Comment « parvenir à mobiliser l’intelligence collective, et non plus individuelle », comme vous le préconisez, au sein de l’entreprise ?
Dans le domaine de l’entreprise, il s’agit d’intégrer une diversité de regards. Il ne s’agit pas de considérer que tous les avis se valent, l’idée n’est pas de neutraliser la parole de l’expert, qui est là pour éclairer la décision, contribuer à cette intelligence collective. Mais après, en complément, il doit y avoir une écoute de la diversité des points de vue et là, tous doivent pouvoir s’exprimer, contribuer à une prise de décision collective. Et ce, même si un certain nombre de ces points de vue vont sembler irrationnels, puisqu’il y a des projections, des représentations, des dimensions éthiques, éventuellement spirituelles.
Sur le registre de la protection de la biodiversité, que peuvent faire les entreprises ?
Premier cas extrême, les entreprises, dont l’objet est d’être actif sur la protection de la biodiversité. Ce sont des activités qui vont émerger de plus en plus. L’autre cas extrême, ce sont ces entreprises qui se pensent complètement déconnectées de la biodiversité et qui se demandent ce qu’elles pourraient bien faire. Il faut dépasser cette impression de distance en réfléchissant au cycle de vie complet du produit ou du service. Toutes les entreprises peuvent faire cet effort d’introspection, d’analyse de leurs dépendances et de leurs impacts vis-à-vis de la biodiversité. Il y a des outils qui existent, des bureaux d’études qui peuvent faire ce travail-là. Une fois opérée cette analyse, on en déduit des plans d’action.
S’inspirer de la nature est la piste à suivre. Est-ce à la portée de n’importe quelle entreprise que de s’emparer du biomimétisme ?

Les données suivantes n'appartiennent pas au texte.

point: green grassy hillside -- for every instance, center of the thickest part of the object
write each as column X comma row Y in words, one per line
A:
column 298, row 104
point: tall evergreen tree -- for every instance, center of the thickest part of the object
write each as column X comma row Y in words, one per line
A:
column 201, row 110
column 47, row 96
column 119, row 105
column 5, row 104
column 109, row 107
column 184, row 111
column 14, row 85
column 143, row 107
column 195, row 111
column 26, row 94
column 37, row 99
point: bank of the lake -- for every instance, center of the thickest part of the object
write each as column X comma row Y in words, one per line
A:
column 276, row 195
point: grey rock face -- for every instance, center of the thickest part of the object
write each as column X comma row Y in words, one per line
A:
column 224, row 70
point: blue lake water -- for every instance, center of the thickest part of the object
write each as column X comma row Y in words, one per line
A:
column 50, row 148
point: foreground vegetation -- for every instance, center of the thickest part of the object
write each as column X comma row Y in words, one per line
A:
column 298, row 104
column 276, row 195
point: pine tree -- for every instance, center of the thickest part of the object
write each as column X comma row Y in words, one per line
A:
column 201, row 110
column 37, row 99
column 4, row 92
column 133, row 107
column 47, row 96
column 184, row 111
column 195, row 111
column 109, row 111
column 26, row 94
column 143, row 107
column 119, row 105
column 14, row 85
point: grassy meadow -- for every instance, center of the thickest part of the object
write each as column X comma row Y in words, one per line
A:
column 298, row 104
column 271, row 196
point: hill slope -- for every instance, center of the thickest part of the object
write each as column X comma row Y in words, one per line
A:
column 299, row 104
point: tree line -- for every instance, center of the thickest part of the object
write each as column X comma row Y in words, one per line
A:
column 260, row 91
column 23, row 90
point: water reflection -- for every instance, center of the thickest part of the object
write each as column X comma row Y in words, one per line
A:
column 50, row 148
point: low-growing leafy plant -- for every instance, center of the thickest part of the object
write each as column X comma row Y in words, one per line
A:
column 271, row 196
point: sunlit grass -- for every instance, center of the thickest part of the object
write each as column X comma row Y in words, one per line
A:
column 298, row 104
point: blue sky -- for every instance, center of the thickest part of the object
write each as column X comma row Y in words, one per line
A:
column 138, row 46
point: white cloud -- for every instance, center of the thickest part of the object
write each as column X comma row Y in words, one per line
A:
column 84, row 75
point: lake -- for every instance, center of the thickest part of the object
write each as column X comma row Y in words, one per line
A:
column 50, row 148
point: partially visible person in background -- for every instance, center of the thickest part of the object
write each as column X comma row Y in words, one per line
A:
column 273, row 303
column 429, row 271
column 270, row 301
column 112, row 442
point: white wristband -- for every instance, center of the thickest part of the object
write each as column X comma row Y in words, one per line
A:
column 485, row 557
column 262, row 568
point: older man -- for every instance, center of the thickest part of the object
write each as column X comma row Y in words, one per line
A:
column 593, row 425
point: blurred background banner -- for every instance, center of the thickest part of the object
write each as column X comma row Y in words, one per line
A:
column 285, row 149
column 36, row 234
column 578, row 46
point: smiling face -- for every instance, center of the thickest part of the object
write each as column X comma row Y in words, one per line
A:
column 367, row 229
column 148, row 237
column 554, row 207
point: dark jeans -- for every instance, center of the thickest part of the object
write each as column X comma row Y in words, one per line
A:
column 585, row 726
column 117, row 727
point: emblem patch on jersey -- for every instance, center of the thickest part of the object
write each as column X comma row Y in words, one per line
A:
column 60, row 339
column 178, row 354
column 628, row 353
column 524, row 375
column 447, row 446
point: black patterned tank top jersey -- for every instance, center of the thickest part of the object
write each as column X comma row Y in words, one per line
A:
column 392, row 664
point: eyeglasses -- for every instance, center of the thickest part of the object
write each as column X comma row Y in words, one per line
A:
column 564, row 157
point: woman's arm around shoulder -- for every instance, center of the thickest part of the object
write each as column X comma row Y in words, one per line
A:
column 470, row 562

C’est en train de se développer très fortement. Pour autant, le biomimétisme ne doit pas en rester à une démarche où on irait puiser des bonnes idées dans la nature, mais sans que ça lui bénéficie. Par exemple, quand on utilise des micro-drones pollinisateurs pour se substituer aux abeilles dont les populations sont en déclin, il y a une démarche biomimétique. Mais on est ici en train de remplacer la nature par la technologie et d’un point de vue éthique, ce n’est pas acceptable. Pour démocratiser ça, il y a depuis quelques années une structure de coordination nationale, le Ceebios*, qui fait la promotion du biomimétisme. Elle anime une formation de quatre jours au design biomimétique. Il y a également un master animé et hébergé par l’Ensci, à Paris. On a donc une nouvelle génération d’ingénieurs et de designers qui vont être formés au biomimétisme et on a des possibilités d’avoir des formations continues.